Using Geographically Weighted Regression to Analyze Spatial Data
Methods: Geographically weighted regression (GWR) is an approach to analyzing spatial data that does not assume the relationship between variables is constant across a study area. GWR allows local parameters to be estimated, rather than global ones. As opposed to a global score that is obtained in OLS regression, GWR performs tests and obtains local coefficients for each location and each variable in a study. In other words, GWR produces separate regression parameters for each observation, in this case, census tracts.
The problem under study was one that had concerned health professionals for some time, the siting of tobacco outlets in low-income and minority (African American and Hispanic) neighborhoods. We replicated previous studies that had used non-spatial statistics to investigate this issue and which had found a significant relationship among minority status, median household income, and density of tobacco outlets.

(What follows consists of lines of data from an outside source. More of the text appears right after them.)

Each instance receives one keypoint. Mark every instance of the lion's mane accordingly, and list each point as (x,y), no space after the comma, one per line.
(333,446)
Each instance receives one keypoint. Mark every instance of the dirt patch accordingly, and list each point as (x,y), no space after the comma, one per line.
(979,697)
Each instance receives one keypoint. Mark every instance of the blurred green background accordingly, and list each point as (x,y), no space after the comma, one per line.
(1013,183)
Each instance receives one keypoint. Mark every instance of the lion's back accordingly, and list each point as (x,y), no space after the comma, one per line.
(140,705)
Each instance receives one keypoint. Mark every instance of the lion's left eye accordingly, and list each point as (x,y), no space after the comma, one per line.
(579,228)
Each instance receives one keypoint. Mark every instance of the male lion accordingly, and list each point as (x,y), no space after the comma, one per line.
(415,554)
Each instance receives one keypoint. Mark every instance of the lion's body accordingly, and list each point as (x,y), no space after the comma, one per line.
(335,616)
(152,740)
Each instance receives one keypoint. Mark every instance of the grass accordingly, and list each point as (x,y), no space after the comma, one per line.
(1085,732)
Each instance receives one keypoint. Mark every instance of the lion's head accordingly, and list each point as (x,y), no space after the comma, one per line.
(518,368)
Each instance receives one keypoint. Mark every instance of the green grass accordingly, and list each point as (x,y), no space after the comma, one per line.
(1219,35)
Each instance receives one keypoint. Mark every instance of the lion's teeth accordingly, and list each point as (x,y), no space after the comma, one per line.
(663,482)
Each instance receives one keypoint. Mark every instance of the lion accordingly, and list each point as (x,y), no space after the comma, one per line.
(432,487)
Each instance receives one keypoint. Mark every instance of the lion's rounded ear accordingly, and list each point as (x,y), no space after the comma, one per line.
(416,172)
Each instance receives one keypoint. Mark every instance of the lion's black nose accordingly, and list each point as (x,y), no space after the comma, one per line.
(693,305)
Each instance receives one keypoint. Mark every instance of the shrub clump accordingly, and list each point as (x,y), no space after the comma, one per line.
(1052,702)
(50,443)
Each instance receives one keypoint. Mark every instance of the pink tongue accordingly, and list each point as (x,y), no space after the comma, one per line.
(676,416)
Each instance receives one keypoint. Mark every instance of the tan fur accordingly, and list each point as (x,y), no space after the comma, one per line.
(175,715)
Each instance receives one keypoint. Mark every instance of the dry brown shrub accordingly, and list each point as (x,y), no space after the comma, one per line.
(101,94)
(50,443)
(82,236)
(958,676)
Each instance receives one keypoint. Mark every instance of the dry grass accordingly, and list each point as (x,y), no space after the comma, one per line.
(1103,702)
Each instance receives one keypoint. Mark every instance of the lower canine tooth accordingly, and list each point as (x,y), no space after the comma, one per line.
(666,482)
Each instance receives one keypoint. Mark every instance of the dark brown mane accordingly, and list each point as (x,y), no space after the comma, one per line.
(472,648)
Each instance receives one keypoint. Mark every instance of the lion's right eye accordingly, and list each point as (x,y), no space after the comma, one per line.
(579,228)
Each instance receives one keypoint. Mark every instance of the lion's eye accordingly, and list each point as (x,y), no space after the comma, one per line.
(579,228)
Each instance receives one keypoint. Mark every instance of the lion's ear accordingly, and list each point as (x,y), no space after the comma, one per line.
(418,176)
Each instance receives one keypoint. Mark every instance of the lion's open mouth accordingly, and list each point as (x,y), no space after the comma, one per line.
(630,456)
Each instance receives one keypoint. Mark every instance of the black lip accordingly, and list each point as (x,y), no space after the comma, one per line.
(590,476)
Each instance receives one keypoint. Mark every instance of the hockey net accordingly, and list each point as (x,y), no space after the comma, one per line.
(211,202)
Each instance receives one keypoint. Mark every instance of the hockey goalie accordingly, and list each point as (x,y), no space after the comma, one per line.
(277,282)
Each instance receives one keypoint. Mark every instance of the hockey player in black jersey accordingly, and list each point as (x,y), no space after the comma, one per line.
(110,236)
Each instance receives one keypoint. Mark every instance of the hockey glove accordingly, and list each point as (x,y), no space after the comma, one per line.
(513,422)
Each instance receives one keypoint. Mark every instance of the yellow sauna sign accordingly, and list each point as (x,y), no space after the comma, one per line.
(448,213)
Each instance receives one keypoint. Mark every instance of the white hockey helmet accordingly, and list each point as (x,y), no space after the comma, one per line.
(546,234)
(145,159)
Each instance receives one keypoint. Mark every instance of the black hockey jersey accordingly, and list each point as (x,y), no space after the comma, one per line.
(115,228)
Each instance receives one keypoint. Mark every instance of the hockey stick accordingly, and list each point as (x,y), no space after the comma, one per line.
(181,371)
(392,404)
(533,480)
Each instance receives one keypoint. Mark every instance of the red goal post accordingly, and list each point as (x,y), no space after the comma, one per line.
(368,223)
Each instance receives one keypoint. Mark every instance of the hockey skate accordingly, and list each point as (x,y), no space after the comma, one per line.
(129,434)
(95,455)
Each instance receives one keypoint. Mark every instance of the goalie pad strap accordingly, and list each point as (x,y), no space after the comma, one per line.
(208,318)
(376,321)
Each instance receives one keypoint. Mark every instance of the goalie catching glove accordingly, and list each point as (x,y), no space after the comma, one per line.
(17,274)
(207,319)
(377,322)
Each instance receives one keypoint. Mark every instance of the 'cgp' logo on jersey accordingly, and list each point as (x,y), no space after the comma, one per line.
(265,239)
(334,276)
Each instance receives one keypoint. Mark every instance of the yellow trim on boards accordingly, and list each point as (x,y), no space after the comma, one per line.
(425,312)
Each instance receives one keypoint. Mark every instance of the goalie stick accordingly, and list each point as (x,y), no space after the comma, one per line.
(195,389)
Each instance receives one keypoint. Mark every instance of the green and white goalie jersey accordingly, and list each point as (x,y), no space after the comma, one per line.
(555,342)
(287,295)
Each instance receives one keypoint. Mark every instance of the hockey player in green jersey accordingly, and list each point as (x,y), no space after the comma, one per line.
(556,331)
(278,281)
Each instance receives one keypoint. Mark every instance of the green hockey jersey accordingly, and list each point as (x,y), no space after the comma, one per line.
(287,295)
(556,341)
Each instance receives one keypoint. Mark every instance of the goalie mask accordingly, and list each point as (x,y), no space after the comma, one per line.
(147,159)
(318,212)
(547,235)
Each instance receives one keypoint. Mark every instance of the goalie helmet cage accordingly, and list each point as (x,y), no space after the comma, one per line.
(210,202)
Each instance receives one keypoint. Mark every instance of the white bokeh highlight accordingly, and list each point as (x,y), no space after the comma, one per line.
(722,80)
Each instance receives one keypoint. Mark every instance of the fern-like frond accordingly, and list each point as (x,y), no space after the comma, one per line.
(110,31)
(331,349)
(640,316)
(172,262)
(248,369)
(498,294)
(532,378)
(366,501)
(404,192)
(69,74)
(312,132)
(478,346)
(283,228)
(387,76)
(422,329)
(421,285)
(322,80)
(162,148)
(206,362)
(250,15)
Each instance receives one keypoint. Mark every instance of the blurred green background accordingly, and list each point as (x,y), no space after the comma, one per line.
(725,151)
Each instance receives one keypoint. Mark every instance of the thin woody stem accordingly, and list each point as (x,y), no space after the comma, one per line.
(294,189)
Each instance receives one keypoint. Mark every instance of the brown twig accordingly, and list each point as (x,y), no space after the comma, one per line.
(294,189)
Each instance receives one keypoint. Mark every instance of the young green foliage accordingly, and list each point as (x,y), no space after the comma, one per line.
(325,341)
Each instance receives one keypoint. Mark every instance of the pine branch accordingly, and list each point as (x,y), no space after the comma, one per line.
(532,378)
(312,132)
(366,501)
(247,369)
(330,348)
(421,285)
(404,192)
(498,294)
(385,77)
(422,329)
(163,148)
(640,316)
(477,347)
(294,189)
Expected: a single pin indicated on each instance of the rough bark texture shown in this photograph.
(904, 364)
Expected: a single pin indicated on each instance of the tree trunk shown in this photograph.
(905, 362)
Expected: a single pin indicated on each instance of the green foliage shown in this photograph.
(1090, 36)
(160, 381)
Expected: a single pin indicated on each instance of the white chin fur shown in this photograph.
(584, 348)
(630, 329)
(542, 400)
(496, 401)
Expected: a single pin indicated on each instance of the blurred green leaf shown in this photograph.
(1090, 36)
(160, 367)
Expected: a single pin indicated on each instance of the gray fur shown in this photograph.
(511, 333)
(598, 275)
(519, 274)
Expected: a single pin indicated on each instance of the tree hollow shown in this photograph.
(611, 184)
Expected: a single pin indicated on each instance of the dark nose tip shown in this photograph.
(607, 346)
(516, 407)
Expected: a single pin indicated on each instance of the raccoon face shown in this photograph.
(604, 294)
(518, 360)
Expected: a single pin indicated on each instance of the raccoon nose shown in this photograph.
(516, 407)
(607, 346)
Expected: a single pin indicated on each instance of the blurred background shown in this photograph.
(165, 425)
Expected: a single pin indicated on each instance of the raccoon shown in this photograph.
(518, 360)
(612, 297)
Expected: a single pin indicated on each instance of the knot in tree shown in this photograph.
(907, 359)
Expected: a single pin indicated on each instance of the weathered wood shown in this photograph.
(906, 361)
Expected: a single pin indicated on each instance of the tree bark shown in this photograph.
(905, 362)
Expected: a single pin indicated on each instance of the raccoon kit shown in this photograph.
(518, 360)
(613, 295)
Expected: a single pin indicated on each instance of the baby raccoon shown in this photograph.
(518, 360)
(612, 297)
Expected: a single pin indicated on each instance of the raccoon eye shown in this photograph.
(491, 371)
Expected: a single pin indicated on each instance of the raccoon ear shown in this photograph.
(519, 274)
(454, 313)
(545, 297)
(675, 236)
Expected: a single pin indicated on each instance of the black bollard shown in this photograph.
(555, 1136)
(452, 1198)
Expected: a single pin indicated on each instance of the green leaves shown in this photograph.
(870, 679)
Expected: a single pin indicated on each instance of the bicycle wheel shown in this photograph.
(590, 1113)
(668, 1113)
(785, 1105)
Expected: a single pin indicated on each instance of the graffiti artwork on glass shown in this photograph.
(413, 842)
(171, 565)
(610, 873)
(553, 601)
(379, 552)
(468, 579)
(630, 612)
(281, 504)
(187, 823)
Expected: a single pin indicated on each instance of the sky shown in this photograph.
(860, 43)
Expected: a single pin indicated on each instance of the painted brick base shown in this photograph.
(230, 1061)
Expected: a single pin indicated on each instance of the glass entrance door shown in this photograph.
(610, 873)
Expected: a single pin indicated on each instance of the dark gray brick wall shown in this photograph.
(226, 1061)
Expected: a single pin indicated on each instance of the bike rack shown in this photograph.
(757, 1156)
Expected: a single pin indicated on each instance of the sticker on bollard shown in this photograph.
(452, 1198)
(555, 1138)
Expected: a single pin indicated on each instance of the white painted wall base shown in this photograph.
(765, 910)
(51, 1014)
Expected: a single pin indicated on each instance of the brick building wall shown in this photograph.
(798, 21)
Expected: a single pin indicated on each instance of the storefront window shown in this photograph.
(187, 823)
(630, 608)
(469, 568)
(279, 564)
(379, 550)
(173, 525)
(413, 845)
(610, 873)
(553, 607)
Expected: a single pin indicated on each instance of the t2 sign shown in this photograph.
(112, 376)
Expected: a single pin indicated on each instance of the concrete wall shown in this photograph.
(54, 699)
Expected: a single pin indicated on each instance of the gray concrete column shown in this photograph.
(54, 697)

Results: The geographically weighted regression produced an R2 of .68 with an Akaike Information Criterion (AIC) of 201.419. The R-square values range from .29 to .70. The geographic variation in these values demonstrates how the explanatory power of the model differs across the census tracts. For example, while the global OLS R-squared was .584, the R-square values in some of the census tracts with the highest percentages of African-Americans was as low as .294.
Both percent African American and median household income were negatively related to the dependent variable in all census tracts; however, this negative relationship was only significant for household income in 42.5% of the tracts while for percent African American it was negatively significant in 93.75% of them.
We performed an analysis of the residuals to see if there existed spatial autocorrelation and found none. We next applied the Benjamini-Hochberg correction to the data, except for the Hispanic variable, as this procedure is unnecessary when there is no significance. After the correction, percent African American was negatively related in 76% of the census tracts and median household income was negatively related in 16% of the tracts. Percent commercial was positively related in 59% of the census tracts. The most powerful predictors of tobacco outlet density were percent African American and population density (significant in all but one tract, 99%).
Thus, contrary to previous studies, this research, using geographically weighted regression, found no relationship between tobacco outlet density and percent Hispanic, and found a negative relationship with regard to two variables – that of being African American and median household income. Positive significant relationships were found with population density and land use.
Implications for practice or policy: Researchers in the previous studies had made policy recommendations based on the finding they obtained using non-spatial statistics. Researchers should use care in making public health recommendations regarding interventions to prevent tobacco use or any other public health issue without examining more closely the local heterogeneity of the spatial features involved.